Prev Med. 1992 Jan;21(1):98-109. doi: 10.1016/0091-7435(92)90009-7.
Most epidemiological research dealing with the assessment of risk for low birthweight has focused on all low birthweight births. Studies that have attempted to distinguish between term and preterm low birthweights have tended to examine preterm low birthweight, since the risk of perinatal mortality and morbidity is greatest for this group of infants.
This study uses data from 25,408 singleton births in a 20-county region in North Carolina to identify and compare risk factors for term and preterm low birthweights, and also examines the usefulness of separate multivariate risk assessment systems for term and preterm low birthweights that could be used in the clinical setting.
Risk factors that overlap as significant predictors of both types of low birthweight include race, no previous live births, smoking, weight under 100 lb, and previous preterm or low birthweight birth. Age also is a significant predictor of both types of low birthweight, but in opposite directions. Younger age is associated with reduced risk of term low birthweight and increased risk of pattern low birthweight.

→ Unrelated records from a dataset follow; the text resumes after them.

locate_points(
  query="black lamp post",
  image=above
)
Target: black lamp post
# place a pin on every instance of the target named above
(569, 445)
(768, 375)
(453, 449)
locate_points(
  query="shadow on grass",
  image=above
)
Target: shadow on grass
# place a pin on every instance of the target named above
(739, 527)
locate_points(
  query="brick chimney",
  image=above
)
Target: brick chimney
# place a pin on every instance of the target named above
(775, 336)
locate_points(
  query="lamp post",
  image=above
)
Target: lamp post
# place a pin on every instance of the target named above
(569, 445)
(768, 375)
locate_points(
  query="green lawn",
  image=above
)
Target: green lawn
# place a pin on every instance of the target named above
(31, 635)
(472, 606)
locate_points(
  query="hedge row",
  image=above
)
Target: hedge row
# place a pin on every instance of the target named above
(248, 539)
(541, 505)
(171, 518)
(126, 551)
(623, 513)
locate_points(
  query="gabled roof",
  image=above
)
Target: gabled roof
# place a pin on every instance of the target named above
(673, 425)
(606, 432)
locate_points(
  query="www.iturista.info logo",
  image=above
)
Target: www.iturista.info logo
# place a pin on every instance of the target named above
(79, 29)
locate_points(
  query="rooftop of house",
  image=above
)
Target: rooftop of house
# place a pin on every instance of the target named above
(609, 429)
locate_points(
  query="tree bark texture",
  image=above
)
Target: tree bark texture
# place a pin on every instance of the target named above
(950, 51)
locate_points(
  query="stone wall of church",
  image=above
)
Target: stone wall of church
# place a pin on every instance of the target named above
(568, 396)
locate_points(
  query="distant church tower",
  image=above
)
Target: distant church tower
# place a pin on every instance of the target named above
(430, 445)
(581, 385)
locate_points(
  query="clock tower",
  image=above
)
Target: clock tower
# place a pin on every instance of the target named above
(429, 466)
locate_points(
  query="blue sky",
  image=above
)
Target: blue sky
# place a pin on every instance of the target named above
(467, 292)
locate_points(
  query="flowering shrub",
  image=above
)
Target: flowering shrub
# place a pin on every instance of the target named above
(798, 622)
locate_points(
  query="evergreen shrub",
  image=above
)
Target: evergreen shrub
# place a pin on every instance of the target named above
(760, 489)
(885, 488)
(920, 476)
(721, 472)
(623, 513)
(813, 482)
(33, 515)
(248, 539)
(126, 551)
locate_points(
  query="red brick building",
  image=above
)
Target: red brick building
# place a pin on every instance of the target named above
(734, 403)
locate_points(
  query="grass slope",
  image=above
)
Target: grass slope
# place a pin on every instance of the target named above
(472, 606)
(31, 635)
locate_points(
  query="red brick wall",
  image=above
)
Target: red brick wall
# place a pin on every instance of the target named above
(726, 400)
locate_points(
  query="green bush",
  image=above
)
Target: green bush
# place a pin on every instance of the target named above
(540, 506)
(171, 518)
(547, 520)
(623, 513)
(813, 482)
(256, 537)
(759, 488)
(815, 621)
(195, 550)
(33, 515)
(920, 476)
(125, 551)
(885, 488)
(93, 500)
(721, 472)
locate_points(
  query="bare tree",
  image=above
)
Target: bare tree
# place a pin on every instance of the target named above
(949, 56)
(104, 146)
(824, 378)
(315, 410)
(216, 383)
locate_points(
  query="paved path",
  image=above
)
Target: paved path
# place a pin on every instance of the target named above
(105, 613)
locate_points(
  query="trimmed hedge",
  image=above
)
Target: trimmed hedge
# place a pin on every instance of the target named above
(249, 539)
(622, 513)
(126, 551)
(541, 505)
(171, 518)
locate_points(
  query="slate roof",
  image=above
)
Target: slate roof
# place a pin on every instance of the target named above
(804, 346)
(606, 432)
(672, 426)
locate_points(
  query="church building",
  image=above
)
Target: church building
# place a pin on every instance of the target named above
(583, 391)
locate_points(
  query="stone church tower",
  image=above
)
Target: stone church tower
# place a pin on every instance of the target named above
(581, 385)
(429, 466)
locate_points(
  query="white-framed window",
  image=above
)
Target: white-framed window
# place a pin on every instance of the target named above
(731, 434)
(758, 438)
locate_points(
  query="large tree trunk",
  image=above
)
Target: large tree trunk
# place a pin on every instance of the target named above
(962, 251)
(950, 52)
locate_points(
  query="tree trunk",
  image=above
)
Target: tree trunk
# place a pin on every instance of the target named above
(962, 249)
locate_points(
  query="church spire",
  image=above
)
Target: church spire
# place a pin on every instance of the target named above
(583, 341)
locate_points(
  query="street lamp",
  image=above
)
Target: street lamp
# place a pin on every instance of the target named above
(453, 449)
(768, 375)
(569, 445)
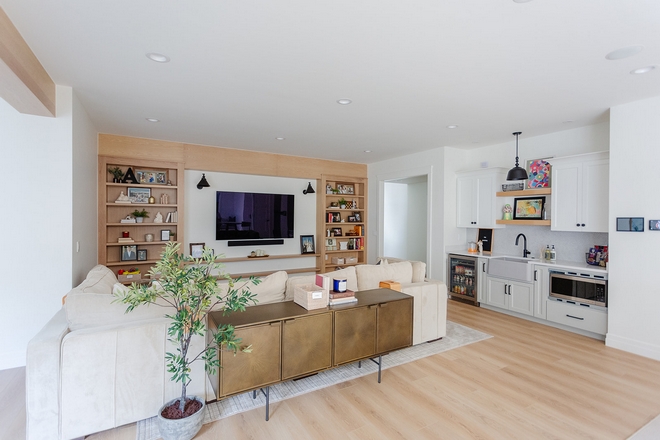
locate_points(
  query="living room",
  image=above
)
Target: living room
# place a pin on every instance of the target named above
(57, 204)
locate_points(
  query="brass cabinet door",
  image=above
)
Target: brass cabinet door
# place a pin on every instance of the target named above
(394, 325)
(355, 333)
(246, 371)
(306, 345)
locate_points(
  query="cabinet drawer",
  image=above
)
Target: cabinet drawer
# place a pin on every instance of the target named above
(577, 316)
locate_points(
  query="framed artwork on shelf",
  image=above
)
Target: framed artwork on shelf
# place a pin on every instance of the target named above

Comparison of all risk factors indicates that different multivariate models are needed to understand the epidemiology of preterm and term low birthweights. In terms of clinical value, a general risk assessment model that combines all low birthweight births is as effective as the separate models.

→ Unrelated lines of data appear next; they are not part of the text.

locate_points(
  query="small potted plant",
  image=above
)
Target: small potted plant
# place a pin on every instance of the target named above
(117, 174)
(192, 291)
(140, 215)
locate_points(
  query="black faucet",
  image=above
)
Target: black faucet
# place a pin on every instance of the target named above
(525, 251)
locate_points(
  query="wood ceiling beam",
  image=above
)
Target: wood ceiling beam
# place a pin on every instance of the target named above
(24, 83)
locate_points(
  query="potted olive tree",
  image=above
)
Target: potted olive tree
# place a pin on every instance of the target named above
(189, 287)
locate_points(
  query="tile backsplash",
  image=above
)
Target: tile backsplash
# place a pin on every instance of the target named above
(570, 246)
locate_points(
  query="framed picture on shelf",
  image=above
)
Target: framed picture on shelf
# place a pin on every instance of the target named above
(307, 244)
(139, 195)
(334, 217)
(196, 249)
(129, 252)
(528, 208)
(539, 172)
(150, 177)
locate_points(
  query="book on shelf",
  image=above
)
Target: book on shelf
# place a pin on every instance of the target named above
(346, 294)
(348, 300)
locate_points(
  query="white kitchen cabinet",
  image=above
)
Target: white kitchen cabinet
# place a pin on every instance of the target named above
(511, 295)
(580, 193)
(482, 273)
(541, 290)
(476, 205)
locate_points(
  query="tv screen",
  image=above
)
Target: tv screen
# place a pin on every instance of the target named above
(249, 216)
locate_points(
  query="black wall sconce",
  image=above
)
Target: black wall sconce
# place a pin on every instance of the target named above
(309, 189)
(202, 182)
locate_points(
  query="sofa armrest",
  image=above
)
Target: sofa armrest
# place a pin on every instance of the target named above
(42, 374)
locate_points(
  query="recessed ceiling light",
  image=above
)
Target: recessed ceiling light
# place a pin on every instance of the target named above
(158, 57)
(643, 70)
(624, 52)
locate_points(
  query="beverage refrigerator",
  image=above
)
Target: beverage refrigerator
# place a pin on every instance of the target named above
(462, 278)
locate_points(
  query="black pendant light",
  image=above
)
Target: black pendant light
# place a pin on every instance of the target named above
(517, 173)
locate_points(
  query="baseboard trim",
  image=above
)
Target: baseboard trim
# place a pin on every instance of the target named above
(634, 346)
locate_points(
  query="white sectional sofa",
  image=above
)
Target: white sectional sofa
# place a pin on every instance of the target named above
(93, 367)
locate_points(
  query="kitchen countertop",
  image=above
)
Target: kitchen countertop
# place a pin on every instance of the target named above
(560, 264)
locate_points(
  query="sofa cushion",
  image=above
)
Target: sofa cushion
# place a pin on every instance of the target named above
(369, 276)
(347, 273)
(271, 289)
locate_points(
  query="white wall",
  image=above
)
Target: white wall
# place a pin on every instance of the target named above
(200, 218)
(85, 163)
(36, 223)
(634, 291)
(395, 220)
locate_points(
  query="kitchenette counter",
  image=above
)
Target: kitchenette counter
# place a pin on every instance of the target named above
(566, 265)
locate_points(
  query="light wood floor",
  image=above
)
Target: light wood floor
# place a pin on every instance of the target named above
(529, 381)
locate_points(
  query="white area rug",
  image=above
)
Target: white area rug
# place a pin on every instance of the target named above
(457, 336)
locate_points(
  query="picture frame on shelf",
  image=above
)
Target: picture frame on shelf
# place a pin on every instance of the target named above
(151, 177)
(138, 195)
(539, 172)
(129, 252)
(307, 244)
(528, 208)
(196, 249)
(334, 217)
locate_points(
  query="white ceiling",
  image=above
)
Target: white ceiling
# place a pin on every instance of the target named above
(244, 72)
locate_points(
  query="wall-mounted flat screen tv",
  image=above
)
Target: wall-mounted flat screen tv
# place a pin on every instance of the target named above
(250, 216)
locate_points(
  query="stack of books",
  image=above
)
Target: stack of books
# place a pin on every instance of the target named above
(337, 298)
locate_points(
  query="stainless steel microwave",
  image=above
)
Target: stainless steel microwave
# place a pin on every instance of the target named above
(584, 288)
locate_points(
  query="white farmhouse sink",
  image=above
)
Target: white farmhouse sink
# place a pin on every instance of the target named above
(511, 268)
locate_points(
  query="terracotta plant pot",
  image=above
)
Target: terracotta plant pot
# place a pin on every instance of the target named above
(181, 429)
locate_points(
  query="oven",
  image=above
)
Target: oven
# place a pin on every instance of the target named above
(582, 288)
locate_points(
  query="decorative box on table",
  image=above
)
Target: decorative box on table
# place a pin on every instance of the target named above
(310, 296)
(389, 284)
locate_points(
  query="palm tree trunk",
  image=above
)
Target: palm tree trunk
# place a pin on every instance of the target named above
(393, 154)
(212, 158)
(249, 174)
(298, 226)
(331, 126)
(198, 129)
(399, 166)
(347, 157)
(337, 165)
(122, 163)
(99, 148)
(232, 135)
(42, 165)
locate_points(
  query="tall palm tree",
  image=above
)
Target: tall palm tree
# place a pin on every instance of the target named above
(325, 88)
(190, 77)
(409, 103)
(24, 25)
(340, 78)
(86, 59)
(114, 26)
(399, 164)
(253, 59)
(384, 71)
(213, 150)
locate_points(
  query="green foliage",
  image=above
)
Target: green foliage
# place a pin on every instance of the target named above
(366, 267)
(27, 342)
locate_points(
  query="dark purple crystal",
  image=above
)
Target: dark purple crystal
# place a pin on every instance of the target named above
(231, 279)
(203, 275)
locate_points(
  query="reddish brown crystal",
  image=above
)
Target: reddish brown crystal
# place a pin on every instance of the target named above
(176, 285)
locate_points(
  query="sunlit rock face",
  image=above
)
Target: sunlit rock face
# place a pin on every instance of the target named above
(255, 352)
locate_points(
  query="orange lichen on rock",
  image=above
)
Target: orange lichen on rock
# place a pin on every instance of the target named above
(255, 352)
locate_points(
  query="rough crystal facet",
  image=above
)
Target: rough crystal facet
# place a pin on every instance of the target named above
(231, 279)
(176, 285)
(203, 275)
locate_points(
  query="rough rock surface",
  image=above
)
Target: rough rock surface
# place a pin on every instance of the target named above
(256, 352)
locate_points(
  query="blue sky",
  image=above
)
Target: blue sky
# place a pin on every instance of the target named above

大多数关于低出生体重风险评估的流行病学研究都集中在所有低出生体重儿上。试图区分足月低体重儿和早产低体重儿的研究往往侧重于早产低体重儿,因为这组婴儿的围产期死亡率和发病率风险最高。
本研究使用北卡罗来纳州20个县地区25408例单胎分娩的数据,以识别和比较足月低体重儿和早产低体重儿的风险因素,并检验可用于临床环境的针对足月低体重儿和早产低体重儿的单独多变量风险评估系统的实用性。
作为两种类型低出生体重儿的重要预测因素而重叠的风险因素包括种族、既往无活产史、吸烟、体重低于100磅以及既往早产或低出生体重儿出生史。年龄也是两种类型低出生体重儿的重要预测因素,但方向相反。年龄较小与足月低体重儿风险降低和早产低体重儿风险增加相关。
对所有风险因素的比较表明,需要不同的多变量模型来理解早产低体重儿和足月低体重儿的流行病学。就临床价值而言,结合所有低出生体重儿的一般风险评估模型与单独的模型一样有效。